Thales has been liaising with the Navy in recent trials to assess if investments made in submarine sonar systems could deliver additional benefits for frontline sailors in surface ships such as the Type 23.
Sonar 2076 is the Royal Navy’s major sonar platform on all submarines, while the Type 23 frigate anti-submarine warfare fleet is fitted with Sonar 2087. These powerful Thales sonar systems are recognised as cutting edge maritime sensors in their specialist fields.
What links these two sonars together is their software. Novus is the name for a collection of passive sonar algorithms and human computer interface developments already in service with 2076 on board UK submarines.

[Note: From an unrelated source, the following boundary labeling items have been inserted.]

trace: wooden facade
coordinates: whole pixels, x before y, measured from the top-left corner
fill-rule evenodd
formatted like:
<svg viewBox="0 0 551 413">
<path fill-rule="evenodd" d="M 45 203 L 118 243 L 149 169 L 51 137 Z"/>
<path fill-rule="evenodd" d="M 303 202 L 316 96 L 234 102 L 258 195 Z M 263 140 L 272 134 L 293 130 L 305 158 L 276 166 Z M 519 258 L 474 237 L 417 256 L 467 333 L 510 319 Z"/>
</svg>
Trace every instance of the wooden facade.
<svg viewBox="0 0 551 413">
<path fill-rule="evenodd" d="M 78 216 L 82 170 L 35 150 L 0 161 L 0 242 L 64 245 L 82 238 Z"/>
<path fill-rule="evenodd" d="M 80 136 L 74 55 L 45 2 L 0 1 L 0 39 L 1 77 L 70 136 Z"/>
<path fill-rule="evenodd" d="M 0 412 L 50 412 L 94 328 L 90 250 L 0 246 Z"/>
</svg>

There is a high degree of commonality with the major sonar 2087 fitted to the Type 23 frigates, meaning that significant advantages reported in submarines can be trialled in surface ships.
Drawn from 2076, the software is ‘oven ready’ for 2087, with a high level of innovation in that it could be ‘fast to adopt’ if Novus benefits were deemed to warrant full funding for delivery into service or ‘fast to fail’ if only marginal.
Following the MOD’s investment in the deployment to the fleet of Sonar 2087 technical refresh, the Navy has been able to rapidly deploy Thales-developed trial software while in Australia.
This demonstrates a tangible step forward towards understanding the future requirement of sonars. It has also involved close liaison between Navy Command, Defence Equipment & Support and Thales.
During DSEi, the First Sea Lord, the Navy’s most senior operational officer, outlined a vision to look beyond the platforms, weapon systems, sensors and other technologies to keep the Royal Navy at the forefront of capability for decades to come.
“S2087 is a world class sonar and has plenty of potential for development. This is one such opportunity that has been taken forward by the Maritime Capability and Ships Divisions here in Navy Command HQ, with the support of DE&S and industry. We will continue to look for others,” said Commander Richard Hutchings, Fleet Anti-Submarine Warfare Officer, Maritime Capability Division.
The Open Architecture, common to both sonars 2076 and 2087, is also the core of the new submarine sonar training facility (Venturer) recently opened at HM Naval Base Clyde.
The Thales-supplied Rapidly Reconfigurable Training Technology (RRTT) system has been designed so that it can easily be reconfigured to future upgrades to provide high fidelity hands on training. This will ensure that individual sonar operators train on the right configuration to support specific missions and boats.
Thales says that in time, it could easily be applied to other naval training, such as naval communications, anti-submarine warfare and mine countermeasures.